Is fragmentation ruining localgov websites?

Many councils now have task-based, user-focused websites, but underneath the skin, too many are being let down by fragmented services. Leisure trusts, library services, social care and family directories are letting the site down. Focused on the organisation, and often policy heavy, these sites leave users with a disjointed and difficult experience, when accessing the services they need.

Many council digital teams don’t have the resources to fight this fragmentation and even in the larger councils digital isn’t afforded the importance to see this as a real issue that needs addressing. Part of the reason for this comes down to politics, but a lot is because in most councils there is little or no link between the cost of contact and the budget of the service areas who insist on controlling their web presence.

Unless the digital sector in local government can address this imbalance, it is likely to become an even bigger problem, as councils move from directly delivering services to commissioning others to deliver them on their behalf.

As PageSpeedy will testify, there are lots of newly designed council websites being launched every month. With the odd exception, most are a vast improvement on what has gone before. Lean, task-based, user-focused sites are becoming the norm, replacing the tick-box, policy-heavy monsters that are the legacy of the eGovernment agenda from the early millennium.

While this new breed of local government site is letting people navigate to what they want faster, underneath the often thin veneer there are still many issues facing councils on their site, not least the fragmentation of the services across multiple sites.

Delegating services

Much of this fragmentation is a result of in-house services being outsourced to charitable trusts. Leisure services, particularly, have seen a vast growth in the use of trusts to deliver services. Often these trusts will take the service and assert their rights to the website as part of the deal.
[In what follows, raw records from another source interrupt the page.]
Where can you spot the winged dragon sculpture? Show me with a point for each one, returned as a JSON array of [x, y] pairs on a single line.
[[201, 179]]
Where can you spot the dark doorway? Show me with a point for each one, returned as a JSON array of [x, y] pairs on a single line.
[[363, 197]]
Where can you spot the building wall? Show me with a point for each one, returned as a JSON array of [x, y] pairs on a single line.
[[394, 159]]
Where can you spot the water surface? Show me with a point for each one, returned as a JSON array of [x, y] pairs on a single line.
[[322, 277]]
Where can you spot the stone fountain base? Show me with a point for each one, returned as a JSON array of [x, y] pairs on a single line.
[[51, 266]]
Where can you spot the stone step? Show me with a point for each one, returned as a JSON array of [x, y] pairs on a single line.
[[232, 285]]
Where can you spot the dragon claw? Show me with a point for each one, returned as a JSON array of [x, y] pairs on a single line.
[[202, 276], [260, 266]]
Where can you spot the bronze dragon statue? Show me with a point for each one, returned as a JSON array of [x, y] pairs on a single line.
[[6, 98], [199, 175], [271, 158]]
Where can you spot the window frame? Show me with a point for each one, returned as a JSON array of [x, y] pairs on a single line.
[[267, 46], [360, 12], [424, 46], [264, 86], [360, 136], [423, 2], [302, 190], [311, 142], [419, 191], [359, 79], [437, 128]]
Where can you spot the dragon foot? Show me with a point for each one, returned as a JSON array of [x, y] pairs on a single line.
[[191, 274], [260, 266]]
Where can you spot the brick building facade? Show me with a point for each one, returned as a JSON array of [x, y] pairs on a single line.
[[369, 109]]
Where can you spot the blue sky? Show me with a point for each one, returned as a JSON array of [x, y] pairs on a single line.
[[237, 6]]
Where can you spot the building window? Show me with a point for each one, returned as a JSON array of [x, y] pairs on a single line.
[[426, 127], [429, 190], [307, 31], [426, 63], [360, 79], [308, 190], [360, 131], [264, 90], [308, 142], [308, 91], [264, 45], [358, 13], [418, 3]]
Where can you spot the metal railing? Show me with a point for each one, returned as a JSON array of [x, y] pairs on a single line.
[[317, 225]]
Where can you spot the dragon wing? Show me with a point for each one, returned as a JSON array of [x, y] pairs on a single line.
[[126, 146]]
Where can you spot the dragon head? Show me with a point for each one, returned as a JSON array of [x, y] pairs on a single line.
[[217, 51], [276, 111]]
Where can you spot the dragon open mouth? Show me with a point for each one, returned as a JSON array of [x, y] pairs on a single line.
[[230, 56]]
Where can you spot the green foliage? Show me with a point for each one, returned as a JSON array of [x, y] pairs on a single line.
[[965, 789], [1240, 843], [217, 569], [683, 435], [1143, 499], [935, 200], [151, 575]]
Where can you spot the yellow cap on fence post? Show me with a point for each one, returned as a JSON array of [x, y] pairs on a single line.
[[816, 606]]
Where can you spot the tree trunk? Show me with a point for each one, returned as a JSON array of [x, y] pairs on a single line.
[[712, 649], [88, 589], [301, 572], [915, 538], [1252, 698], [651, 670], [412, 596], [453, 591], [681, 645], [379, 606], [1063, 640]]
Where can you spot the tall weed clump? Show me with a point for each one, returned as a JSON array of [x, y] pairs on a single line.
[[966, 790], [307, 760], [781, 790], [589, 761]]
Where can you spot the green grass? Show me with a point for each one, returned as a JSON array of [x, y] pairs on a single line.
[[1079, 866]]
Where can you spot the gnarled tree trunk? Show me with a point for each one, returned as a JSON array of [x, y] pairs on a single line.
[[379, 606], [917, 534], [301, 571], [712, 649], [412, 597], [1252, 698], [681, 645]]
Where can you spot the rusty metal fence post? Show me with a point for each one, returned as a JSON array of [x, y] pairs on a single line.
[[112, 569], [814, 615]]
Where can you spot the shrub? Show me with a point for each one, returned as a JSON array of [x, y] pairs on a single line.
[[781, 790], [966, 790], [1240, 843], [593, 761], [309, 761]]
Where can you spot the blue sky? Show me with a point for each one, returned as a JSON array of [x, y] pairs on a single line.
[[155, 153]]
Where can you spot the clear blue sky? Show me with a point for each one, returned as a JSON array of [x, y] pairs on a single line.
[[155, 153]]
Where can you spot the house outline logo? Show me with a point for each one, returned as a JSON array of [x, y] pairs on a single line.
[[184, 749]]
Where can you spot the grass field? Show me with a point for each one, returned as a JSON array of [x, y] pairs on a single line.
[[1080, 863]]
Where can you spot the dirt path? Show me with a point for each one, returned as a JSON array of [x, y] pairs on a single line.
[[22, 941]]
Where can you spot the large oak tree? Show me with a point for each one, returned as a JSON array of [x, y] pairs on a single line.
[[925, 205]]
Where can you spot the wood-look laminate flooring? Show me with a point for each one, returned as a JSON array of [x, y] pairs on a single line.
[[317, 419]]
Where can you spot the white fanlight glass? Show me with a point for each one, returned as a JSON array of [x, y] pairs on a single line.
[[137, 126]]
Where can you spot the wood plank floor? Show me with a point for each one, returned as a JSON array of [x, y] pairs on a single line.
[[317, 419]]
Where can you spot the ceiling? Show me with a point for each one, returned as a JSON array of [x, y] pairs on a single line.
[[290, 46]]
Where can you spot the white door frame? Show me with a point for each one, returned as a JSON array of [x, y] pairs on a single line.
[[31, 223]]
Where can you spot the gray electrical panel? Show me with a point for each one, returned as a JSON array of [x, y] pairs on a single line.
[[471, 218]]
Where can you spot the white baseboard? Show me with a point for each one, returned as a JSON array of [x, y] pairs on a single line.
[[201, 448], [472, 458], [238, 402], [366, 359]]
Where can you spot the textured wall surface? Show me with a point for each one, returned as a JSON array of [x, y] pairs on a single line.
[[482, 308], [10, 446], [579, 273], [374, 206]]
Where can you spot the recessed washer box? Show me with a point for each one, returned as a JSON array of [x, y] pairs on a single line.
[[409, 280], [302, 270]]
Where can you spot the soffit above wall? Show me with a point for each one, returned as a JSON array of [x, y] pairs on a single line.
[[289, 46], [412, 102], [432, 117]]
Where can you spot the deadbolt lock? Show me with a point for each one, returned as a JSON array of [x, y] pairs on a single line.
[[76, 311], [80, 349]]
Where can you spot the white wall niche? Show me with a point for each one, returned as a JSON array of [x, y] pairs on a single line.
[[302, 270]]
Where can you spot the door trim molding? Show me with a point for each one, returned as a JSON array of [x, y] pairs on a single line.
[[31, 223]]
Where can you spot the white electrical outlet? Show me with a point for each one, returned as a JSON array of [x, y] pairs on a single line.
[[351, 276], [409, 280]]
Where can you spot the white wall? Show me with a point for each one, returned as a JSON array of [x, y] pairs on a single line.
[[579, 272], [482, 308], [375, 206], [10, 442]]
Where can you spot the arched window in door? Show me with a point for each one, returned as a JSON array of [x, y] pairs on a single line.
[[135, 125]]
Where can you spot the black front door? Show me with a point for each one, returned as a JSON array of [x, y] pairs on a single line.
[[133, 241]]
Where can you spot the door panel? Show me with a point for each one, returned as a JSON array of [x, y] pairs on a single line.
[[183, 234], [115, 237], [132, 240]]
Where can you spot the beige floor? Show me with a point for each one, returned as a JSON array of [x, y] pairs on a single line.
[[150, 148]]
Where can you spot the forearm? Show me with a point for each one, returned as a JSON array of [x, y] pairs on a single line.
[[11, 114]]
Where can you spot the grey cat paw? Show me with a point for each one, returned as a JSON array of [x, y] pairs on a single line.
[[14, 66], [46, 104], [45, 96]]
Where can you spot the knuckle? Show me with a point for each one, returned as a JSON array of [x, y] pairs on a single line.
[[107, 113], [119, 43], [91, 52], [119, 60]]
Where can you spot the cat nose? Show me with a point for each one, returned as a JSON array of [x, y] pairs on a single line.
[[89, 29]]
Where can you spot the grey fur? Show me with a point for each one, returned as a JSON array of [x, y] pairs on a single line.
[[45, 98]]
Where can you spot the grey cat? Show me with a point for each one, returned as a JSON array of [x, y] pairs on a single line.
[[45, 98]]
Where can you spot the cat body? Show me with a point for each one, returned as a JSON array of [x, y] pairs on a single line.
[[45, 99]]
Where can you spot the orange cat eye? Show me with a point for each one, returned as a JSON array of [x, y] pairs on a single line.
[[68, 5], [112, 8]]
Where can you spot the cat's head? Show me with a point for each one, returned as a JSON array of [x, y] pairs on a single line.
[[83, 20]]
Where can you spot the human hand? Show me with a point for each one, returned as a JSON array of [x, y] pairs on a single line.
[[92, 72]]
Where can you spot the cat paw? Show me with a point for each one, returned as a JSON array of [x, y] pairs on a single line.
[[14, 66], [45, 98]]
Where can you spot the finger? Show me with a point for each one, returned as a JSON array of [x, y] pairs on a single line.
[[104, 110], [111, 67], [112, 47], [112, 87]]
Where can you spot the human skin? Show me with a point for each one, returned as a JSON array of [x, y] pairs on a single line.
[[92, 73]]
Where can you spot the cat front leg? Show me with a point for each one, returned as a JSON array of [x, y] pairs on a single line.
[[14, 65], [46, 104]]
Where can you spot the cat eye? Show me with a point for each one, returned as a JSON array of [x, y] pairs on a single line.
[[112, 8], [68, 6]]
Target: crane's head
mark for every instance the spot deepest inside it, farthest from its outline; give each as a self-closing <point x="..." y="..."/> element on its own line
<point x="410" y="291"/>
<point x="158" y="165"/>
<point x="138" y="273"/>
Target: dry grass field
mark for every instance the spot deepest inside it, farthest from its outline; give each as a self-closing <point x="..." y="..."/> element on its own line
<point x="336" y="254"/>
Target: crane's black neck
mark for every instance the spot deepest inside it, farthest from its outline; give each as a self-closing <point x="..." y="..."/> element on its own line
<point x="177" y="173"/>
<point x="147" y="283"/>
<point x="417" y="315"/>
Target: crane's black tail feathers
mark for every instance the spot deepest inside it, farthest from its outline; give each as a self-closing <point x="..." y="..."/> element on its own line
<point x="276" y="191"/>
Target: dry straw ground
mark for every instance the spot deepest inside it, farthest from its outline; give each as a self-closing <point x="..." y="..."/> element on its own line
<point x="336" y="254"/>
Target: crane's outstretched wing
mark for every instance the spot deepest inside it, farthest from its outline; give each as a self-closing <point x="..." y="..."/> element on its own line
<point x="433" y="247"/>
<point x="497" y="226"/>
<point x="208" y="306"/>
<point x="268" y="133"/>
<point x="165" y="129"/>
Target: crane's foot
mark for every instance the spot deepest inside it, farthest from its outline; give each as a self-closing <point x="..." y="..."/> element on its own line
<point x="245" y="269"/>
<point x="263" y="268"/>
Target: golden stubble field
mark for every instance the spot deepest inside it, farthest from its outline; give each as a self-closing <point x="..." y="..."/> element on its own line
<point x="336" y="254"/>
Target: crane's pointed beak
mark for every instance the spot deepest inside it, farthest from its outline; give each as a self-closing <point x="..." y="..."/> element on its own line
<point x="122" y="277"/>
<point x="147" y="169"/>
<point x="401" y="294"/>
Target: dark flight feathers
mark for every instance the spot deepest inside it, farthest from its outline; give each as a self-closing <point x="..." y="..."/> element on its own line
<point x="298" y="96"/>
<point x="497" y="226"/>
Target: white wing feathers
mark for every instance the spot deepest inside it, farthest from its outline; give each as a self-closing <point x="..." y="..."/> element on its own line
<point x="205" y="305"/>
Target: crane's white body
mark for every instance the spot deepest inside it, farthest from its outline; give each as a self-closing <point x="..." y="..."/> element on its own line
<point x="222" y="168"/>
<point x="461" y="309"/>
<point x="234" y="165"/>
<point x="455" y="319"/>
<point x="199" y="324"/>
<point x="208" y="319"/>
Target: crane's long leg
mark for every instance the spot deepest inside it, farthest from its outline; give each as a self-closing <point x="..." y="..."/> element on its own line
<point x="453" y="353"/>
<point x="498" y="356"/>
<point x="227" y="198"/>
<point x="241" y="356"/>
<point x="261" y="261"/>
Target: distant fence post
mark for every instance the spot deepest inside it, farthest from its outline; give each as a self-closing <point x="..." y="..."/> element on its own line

While these trust sites can occasionally deliver a good, usable site, more often than not they are a step backwards in terms of user experience. They focus on competing for the gym membership market, and so neglect the larger group of casual users of council leisure services. For the user, that makes it much more difficult to find out the basics - where is the pool, when is it open, and how much does it cost to go swimming?

Internal battlegrounds

Outsourced services aren’t the only source of fragmentation. Internal departmental battles can, and frequently do, explode onto a council’s web presence. It’s all to common for a council’s library services to exist on a different site. Typically, these sites then usually fall into the trap of focusing on the heavy user of library services, the educator, the researcher or people booking rooms. The much larger segment of their audience, the casual library user, is foiled in their attempt to find out where the library us, and when it opens, because all paths seem to lead to the local history archive. The simple, commonly requested tasks are pushed out by the department’s own agenda.

It is quite sad. Just as core council websites are finally moving away from feeding the needs of the organisation, and towards user needs, this fragmentation of services takes whole chunks of online service delivery back in time.

What happens on a service’s website can lack accountability - if there is little or no coherent link between the digital presence, and the responsibility for service delivery, or cost, it can be difficult for relevant staff to see the value of doing the web differently. In many teams, the management of the website is seen as an administrative task, which risks placing responsibility for it with people who have little time, and even less authority, to change the way it is done.

Its not our fault… is it?

It would be wrong to just sit in our digital tower and blame others, of course. Digital teams sometimes come across as arrogant and not interested in the business needs of a service. If a service area doesn’t believe that the digital team are on their side, they are much more likely to look elsewhere and force through their existing beliefs. Digital teams need to get better at being on the side of the staff - which is tricky, because we know that looking inwards results in bad experiences for users. But it’s also true that ignoring the needs of your commissioning group isn’t even going to get you off the ground.

There is a lot of talk of embedding digital within the organisation, but are we really achieving this? If you think you are a digital council, stop and take a look: are all the services that the council is responsible for delivered in a consistent and unified way? Just because the leisure centres were farmed off to an independent trust, doesn’t divest the council of it’s responsibility to deliver those services, and deliver them well. The user doesn’t care who actually runs the pool. It’s the council’s job to run the pool, and they retain ultimate responsibility for how it is done.